The volume at around 100,000 units a day on average isn't huge, but seems enough to give reasonable liquidity for an entry and exit. (Keppel also trades in Singapore under the symbol KEP with much greater volume.) The ADRs have dropped 8.7% from their high on May 15 to the close on June 21.

Abbott Laboratories (ABT)
Here's another of the 10 foods stocks I recently recommended. Even before the shares fell 7.7% from their May 28 high to the close on June 21, this was the closest thing in the infant-nutritional space I could find to a value play.

Nutritionals made up about 30% of Abbott's sales, on a pro forma basis, after the breakup of the company into two businesses. (The pharmaceuticals business was spun off into AbbVie (ABBV).)

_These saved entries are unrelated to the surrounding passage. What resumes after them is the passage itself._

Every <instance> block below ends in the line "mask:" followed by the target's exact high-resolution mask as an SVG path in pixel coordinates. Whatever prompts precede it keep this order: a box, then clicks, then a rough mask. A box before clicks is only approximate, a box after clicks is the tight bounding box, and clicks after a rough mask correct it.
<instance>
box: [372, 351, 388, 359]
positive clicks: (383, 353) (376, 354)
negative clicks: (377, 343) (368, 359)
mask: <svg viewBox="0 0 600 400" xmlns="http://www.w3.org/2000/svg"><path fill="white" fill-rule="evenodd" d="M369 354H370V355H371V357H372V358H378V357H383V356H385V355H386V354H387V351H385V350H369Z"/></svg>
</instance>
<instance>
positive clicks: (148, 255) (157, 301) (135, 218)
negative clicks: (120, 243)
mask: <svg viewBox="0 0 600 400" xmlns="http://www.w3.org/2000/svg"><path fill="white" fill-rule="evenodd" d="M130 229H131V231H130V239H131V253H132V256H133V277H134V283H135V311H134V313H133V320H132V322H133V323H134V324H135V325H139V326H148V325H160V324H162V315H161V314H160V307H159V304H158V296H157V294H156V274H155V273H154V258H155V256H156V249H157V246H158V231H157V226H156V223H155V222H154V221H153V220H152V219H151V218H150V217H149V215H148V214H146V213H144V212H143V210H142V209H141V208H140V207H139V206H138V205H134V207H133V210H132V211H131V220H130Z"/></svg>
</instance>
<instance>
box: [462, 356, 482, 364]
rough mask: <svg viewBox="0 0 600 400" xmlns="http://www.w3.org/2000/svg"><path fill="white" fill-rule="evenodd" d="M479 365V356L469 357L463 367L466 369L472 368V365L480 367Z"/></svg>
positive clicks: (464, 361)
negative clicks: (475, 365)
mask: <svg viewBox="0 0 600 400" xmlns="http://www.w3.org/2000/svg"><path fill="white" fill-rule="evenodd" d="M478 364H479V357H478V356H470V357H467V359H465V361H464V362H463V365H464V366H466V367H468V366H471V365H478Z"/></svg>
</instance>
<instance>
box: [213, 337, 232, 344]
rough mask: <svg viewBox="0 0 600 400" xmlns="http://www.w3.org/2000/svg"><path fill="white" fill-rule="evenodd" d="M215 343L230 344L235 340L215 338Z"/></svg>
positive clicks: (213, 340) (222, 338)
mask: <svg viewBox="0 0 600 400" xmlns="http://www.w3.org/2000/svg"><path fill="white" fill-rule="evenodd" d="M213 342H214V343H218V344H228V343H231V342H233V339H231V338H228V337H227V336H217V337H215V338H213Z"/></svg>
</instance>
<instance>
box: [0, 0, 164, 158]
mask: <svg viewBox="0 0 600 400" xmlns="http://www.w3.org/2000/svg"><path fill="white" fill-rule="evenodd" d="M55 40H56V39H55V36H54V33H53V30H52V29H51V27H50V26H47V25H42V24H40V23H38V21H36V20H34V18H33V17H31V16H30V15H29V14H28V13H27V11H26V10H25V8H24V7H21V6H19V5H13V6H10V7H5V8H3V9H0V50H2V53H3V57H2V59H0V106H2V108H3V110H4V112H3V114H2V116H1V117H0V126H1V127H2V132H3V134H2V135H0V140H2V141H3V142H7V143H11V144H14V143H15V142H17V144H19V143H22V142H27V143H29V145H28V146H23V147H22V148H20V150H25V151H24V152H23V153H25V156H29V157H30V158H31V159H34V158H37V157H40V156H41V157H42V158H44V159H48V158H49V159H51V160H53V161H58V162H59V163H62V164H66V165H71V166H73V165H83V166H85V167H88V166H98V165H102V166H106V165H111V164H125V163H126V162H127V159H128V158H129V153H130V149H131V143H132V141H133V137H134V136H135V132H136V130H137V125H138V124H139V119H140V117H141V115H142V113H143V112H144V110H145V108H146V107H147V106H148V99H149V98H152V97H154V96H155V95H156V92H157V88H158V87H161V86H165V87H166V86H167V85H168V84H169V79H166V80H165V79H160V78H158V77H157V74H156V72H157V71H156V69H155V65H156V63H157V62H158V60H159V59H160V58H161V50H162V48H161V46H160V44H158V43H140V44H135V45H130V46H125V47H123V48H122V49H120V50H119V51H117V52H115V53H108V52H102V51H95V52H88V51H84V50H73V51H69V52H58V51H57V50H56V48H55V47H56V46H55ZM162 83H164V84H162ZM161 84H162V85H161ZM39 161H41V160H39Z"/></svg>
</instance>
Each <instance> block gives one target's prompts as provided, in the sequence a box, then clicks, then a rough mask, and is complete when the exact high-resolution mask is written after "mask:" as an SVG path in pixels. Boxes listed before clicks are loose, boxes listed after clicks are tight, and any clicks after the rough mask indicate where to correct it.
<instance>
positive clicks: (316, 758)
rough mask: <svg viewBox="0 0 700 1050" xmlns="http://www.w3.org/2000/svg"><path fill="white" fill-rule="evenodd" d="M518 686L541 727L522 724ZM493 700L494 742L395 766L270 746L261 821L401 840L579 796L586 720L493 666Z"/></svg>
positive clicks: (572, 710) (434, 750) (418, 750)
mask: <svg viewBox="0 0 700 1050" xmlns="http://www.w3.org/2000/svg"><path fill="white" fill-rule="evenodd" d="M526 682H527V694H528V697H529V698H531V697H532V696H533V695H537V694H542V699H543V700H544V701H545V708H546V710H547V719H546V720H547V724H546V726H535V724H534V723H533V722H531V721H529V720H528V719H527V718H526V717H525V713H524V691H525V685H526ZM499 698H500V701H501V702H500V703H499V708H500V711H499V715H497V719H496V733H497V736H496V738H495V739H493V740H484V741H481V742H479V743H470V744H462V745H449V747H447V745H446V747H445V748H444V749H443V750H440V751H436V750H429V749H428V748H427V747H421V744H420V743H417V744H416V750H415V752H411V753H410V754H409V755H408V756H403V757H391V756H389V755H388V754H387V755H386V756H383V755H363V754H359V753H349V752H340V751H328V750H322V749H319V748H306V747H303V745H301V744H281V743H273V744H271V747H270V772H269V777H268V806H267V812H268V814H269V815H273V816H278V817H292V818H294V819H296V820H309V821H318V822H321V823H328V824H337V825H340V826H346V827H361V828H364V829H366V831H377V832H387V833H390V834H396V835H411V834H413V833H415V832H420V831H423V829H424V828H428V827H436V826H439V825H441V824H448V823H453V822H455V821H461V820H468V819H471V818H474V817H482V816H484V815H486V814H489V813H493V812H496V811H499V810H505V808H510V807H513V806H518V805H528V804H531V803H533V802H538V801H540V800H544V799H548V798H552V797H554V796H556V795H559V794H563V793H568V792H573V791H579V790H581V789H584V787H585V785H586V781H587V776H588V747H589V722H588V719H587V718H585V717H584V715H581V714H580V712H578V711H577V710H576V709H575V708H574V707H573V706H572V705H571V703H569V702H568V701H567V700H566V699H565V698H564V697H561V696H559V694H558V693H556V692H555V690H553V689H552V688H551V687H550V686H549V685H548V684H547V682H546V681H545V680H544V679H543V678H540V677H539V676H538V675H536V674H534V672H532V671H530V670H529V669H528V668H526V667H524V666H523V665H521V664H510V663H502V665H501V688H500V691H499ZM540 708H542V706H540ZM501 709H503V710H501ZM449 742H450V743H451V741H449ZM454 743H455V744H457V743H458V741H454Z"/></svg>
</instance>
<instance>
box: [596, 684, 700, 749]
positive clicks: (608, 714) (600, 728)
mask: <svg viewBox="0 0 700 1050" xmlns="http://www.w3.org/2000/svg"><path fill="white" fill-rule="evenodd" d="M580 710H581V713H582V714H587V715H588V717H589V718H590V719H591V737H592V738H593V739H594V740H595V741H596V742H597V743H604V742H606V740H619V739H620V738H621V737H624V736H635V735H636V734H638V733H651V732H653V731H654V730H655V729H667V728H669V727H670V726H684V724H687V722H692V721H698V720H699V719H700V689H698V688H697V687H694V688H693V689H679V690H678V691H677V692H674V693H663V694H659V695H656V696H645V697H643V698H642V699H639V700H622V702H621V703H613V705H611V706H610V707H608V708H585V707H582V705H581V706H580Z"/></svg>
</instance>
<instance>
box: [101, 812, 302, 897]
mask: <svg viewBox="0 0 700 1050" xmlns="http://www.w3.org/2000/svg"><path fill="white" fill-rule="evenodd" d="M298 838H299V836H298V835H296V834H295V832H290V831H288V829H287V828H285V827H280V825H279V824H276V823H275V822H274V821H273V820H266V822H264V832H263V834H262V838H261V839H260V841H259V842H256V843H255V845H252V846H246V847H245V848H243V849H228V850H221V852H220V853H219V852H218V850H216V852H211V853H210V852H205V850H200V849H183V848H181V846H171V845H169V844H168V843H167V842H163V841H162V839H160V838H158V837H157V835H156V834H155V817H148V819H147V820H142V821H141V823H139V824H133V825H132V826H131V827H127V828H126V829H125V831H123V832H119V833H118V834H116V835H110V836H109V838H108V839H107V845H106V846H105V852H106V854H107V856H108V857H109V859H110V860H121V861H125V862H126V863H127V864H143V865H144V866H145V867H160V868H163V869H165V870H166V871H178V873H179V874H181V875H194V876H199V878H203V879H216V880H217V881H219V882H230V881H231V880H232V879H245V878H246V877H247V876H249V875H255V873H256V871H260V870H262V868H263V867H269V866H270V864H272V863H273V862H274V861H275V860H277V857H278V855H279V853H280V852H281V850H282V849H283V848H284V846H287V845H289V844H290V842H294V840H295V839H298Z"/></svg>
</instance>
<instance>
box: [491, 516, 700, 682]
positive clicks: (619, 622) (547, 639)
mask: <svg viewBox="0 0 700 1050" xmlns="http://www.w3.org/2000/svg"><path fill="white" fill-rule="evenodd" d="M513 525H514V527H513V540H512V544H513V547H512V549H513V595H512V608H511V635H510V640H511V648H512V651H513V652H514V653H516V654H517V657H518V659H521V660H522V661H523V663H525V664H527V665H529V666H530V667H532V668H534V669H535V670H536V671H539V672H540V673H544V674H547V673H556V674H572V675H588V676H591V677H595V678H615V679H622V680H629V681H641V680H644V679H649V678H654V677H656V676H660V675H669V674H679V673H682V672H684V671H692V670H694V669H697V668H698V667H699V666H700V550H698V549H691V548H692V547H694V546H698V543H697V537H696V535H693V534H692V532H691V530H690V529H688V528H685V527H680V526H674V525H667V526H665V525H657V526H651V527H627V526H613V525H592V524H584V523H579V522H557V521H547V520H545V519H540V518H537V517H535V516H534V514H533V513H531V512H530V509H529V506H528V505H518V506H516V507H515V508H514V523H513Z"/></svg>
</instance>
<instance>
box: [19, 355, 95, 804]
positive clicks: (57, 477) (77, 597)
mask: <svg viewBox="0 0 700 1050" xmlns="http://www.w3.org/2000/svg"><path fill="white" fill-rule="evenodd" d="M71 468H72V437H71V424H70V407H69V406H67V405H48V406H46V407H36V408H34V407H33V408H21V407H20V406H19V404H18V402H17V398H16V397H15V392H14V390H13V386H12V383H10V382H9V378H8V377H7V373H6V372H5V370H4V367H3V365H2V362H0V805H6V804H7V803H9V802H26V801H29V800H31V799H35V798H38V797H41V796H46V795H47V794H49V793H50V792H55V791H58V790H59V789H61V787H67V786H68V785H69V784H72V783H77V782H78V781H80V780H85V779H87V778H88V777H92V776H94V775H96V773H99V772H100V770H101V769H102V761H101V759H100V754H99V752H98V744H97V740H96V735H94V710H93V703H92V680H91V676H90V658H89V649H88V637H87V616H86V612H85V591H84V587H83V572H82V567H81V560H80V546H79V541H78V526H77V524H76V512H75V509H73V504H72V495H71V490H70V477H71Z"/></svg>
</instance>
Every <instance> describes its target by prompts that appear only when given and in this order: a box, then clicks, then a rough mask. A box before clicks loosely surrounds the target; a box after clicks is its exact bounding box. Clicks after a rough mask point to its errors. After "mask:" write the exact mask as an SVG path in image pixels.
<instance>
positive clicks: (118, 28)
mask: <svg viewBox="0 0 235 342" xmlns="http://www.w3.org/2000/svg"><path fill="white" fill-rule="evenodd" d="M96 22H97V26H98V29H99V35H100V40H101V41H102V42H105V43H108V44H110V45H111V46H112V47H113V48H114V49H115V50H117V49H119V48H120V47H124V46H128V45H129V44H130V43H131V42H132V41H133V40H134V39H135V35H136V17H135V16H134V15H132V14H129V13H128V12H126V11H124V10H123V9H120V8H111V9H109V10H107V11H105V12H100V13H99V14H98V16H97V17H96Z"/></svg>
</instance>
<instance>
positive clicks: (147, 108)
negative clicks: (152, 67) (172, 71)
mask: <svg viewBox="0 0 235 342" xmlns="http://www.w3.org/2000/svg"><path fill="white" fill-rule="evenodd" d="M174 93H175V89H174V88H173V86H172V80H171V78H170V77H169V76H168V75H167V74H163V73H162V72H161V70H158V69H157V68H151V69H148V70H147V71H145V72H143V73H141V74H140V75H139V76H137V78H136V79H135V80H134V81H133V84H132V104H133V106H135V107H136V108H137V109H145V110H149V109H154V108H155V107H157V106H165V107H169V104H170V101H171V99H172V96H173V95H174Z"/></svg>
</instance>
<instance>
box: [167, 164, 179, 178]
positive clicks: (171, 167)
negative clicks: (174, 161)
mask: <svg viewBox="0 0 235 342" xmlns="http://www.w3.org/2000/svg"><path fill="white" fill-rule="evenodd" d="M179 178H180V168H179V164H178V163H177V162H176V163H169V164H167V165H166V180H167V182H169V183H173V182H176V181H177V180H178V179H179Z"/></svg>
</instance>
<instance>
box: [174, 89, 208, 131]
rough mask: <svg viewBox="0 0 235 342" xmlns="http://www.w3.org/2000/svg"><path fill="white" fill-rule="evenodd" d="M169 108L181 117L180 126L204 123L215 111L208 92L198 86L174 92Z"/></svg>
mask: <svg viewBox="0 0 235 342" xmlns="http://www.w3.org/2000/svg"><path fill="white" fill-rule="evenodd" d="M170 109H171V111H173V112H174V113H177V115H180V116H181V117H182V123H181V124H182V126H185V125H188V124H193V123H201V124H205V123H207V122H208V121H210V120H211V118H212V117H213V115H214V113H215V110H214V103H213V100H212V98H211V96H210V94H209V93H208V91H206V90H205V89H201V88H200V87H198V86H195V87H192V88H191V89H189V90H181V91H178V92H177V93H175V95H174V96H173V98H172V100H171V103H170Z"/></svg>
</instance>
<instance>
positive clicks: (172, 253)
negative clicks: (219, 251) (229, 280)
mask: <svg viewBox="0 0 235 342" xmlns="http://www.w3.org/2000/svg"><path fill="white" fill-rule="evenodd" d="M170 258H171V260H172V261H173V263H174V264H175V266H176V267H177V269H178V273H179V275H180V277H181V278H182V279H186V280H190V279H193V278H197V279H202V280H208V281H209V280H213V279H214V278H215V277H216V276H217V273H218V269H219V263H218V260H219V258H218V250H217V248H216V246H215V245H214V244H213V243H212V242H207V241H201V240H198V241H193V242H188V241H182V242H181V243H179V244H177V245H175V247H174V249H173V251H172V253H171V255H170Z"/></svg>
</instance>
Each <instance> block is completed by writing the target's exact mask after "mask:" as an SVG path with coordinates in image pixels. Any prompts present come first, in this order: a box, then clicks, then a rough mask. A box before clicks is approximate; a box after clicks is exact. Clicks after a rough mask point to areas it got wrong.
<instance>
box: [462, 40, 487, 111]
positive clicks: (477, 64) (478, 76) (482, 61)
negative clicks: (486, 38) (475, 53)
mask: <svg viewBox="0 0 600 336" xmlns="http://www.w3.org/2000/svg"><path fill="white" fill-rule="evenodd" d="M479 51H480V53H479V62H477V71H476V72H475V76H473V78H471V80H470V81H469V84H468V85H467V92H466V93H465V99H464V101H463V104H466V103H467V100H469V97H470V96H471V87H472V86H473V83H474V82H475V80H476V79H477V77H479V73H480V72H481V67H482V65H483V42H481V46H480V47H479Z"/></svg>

The nutritionals business turned in 9% sales growth in the first quarter of 2013, but even with 45% of sales coming from emerging markets, Abbott's margins in that segment trail its competitors. Management's goal is to raise operating margins in the nutritionals unit by 5 full percentage points by 2015.

That, plus a companywide goal of raising emerging-market sales to 50% of total sales (from 30% now) by 2015, should help fix the company's extremely low return on invested capital of just 10.2% for the last five years.

Abbott Laboratories is a member of my Jubak's Picks portfolio.

DaVita HealthCare Partners (DVA)
This play has the kind of steady, predictable growth that attracts an investor such Warren Buffett's Berkshire Hathaway (BRK-B), which owns 14% of DaVita's public shares as of the latest regulatory filing. And I have to say, that model is very appealing in the current market and economy.

DaVita, a member of my Jubak's Picks portfolio, provides dialysis services for diabetics. An aging US population and long-term trends toward obesity in the US population, unfortunately, pretty much guarantee mid-single-digit growth in the market for dialysis services.

DaVita also has growth potential outside the United States. As of the end of 2012, less than 2% of its dialysis centers were outside the United States.

DaVita shares have pretty much tracked the market decline, falling by 5.9% from the May 10 high through the June 21 close. The Berkshire stake gives the stock a solid base here, and I'd expect DaVita to be among the least volatile stocks in the US market on any continuation of the current downturn.

Full disclosure: I don't own shares of any of the companies mentioned in this post in my personal portfolio. When in 2010 I started the mutual fund I manage, Jubak Global Equity Fund, I liquidated all my individual stock holdings and put the money into the fund. The fund did own shares of Apple, Cheniere, DaVita, Industrias Bachoco, Keppel, Statoil, and Yamana Gold as of the end of March. For a full list of the stocks in the fund as of the end of March, see the fund's portfolio here.